Friday, November 9, 2007

Presenting virtues in Asian contexts

Tho, Naykham, Seung Hu Jung and Jongsoo Kim
Group discussion

We think that these tasks should be started from family and community.

In Korean culture, these tasks start from family. However, parents have a difficulty to communicate with the young since young people do not like the one way communication. Also, young people do not want to reveal their own secret to their parents. So we think that communication between parents and the young is difficult due to our culture.

It can be approached by providing counselor to help young people. Also, Sunday school is a good opportunity for teachers and pastors to sit and listen to the young stories. Adults need to build up the relationship with the young by sharing and spending time with them in order to understand their interest and talk to them about virtue and holiness.

Living and experiencing between the two cultures American and Asian, we, as educators, need to build a bridge for young people to understand and help them to adjust between the two cultures. We should listen to young people in order to know them better so that we are able to understand their background and where they are from. This is a way that we can help them to discover their virtue and holiness.

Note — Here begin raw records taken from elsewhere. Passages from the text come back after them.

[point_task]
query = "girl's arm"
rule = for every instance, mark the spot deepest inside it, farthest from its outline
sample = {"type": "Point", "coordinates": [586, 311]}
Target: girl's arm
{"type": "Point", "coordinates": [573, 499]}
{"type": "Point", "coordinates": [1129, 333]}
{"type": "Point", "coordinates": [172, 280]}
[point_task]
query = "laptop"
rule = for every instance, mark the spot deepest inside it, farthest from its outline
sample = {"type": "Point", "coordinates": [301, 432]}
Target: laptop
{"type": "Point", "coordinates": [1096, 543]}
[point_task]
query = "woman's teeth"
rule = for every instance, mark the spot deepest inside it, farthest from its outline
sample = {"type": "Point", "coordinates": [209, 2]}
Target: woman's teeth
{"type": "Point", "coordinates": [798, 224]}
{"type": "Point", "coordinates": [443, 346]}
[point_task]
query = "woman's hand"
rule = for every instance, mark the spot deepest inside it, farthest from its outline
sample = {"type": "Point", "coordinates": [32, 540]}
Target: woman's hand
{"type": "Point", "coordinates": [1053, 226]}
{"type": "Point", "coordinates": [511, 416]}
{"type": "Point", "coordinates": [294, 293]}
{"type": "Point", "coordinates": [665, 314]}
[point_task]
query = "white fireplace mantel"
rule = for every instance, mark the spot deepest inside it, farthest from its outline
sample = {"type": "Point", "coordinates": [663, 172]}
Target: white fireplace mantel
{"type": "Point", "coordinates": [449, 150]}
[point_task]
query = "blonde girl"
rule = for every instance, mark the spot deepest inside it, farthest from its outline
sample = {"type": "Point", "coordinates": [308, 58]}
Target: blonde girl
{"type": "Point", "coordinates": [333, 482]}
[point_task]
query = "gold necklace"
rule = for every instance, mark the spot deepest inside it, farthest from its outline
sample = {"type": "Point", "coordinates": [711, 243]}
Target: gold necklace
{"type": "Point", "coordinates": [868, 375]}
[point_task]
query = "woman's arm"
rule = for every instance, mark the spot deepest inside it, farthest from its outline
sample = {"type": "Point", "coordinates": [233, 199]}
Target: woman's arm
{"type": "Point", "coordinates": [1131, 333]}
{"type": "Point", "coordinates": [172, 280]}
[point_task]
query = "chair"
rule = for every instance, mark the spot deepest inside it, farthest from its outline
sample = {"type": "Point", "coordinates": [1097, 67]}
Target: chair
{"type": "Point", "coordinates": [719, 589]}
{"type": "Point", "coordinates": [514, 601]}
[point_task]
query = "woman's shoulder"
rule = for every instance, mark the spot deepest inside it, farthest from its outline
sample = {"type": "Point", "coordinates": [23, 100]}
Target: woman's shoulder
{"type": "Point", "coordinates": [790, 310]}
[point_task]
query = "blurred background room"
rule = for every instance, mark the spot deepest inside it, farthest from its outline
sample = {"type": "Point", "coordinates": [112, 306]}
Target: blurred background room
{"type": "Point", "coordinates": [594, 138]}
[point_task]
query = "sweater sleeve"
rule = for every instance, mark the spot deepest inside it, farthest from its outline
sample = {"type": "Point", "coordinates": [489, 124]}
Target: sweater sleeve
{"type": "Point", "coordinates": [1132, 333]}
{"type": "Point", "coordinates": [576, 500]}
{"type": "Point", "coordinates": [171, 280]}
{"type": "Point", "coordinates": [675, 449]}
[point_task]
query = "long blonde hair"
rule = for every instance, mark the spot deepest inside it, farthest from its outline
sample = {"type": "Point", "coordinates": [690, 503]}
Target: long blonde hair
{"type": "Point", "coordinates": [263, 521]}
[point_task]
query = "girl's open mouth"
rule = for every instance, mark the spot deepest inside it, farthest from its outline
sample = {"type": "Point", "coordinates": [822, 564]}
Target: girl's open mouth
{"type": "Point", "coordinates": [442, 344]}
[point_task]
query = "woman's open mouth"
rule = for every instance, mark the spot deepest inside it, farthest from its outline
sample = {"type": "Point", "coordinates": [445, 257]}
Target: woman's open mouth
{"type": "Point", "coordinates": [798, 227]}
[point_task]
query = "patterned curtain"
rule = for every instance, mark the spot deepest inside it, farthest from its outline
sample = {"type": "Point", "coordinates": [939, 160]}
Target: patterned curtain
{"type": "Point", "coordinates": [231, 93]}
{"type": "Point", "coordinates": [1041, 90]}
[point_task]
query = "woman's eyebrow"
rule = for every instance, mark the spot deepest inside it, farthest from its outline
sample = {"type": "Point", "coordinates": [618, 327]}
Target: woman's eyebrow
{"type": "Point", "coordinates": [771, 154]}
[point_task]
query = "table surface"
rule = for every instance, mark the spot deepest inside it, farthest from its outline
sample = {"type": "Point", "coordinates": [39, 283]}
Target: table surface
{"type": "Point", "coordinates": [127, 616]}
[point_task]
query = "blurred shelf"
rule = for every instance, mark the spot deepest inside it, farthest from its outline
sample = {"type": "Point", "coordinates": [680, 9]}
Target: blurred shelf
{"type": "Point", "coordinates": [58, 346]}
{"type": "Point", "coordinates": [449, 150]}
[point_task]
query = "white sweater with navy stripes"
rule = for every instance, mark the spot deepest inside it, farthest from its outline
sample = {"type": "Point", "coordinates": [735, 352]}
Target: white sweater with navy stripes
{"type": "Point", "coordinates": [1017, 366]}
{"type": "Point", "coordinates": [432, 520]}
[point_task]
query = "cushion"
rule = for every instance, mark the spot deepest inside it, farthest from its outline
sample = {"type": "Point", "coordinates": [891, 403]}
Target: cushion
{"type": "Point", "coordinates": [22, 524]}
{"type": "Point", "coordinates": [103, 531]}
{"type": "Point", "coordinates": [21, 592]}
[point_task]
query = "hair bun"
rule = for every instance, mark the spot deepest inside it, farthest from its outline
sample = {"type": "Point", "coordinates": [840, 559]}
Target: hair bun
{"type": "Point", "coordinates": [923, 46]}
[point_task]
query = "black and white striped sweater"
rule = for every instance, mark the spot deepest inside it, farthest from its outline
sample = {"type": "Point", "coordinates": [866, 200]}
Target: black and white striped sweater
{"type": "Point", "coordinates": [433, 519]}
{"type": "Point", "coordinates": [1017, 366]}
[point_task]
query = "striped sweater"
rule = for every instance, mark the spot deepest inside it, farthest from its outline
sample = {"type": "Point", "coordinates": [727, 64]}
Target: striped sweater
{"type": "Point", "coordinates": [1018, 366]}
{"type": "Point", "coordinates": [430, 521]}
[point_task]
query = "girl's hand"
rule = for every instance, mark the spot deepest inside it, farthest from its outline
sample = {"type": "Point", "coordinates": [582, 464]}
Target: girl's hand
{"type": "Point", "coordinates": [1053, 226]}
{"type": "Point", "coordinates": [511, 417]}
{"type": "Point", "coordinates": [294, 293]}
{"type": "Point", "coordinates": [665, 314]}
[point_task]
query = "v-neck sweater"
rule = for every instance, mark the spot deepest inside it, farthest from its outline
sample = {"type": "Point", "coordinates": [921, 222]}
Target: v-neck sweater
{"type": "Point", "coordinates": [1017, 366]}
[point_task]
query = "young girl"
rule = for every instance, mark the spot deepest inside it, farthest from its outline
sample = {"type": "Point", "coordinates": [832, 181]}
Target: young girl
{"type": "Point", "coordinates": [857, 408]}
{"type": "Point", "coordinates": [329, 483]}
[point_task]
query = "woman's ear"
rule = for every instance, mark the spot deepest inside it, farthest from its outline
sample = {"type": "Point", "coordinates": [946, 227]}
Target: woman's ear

India is patriarchal system. It is also a problem that this system support authority that is only one way communication such as when parents talk, children listen. Parents and teachers or adults have never educated the young about sex. They always keep secrets from the young. However, they learn from Western culture that parents and teachers should educate the young regarding sex. But it is difficult because other religious culture (Hindu, Muslim, etc.) do not allow them to do so.

Promoting virtue as a task

Sr. Celia reporting for another group:

• There are things which need to be understood in the task of promoting virtue:
o The desire for God is already present
o Often we cannot articulate it for another person
o The person must come to their own articulation of this hunger
o Perhaps virtues can offer a language, words to frame their experience
o Our challenge is to lead them beyond concepts to commitment
o An important task is to lead people to make a connection between their goodness and holiness
o It is a challenge to relate such holiness to youth (See “Soul Searching”)
o At the level of peers this task is one thing; at the level of adults, there is a need for wisdom and mentoring
o Wisdom figures are needed for sharing experiences
o Specific training that may be necessary in these tasks of promotion could include training to give talks to groups, training of student leaders, offering skills which last a life time (e.g. DSM, CMU)
o Ministers must develop their own skills and their development is a mutual need along with the need to offer development to others
o Such training is not simply skills orientation but life formation!
Br. Tho reporting for another group:

Pragmatic approaches to presenting virtues

Here are some of the discussion points from the three groups which met:
Sr. Grace reporting for one group:
• Virtue can be defined in many ways: characteristics, attitudes, “Imago Dei”in our human nature, good act or deed, habit
• Virtue means different things to different people
• Is there a difference between living virtuously without believing in Christ?
• What is the difference? Everyone is capable of goodness regardless of faith or belief in Christ
• Perhaps a meaningful powerpoint presentation is a good approach
• Inviting young people to share from their experience is another good approach
• Virtue needs to be made experiential in order for it to be internalized, for it to be tried, for efforts to be made to achieve it
• Development of virtue needs to be like wiping a mirror clean; we do not know who we are until we wipe the mirror clean; seeing divine life allows us to see ourselves more clearly; but we cannot approach the divine without virtue
• Without opening the door, we cannot know the divine presence
• There are struggles with holiness: it demands an acceptance of our weaknesses; there is a danger of the struggle becoming the focus rather than God’s love; or there is also the danger of black and white thinking as holiness being perfection
• Sharing virtue requires a knowledge of the audience
• It is about convincing the audience to walk away motivated: “I can do this!”
• A loving community is one that is transformed through loving and forgiveness
• Open hearts are the most powerful means for obtaining and guiding others into virtue

• Struggles with virtue as a concept is the use of words considered old-fashioned and demands a word or expression that captures it better for a particular time and place; perhaps this is about directing characteristics or endorsing certain attitudes for life

Presenting Virtues and Holiness Today…

Presenting Virtues and Holiness Today…
Discussion Notes November 9, 2007

The guiding questions for our discussion were as follows:
  • What needs to be understood before these tasks can be undertaken?
  • What approaches will be necessary for a meaningful communication?

Some members of the class indicated that these two questions demanded a definition of virtue before any task could be undertaken for a meaningful communication.
  • What training will be necessary to carry out these tasks?
  • What cultural traps and pitfalls pose threats to this work?
  • What cultural characteristics assist this effort?
  • Think of your audience for this time with all of its political and religious culture. What can be done to speak clearly and effectively to this audience?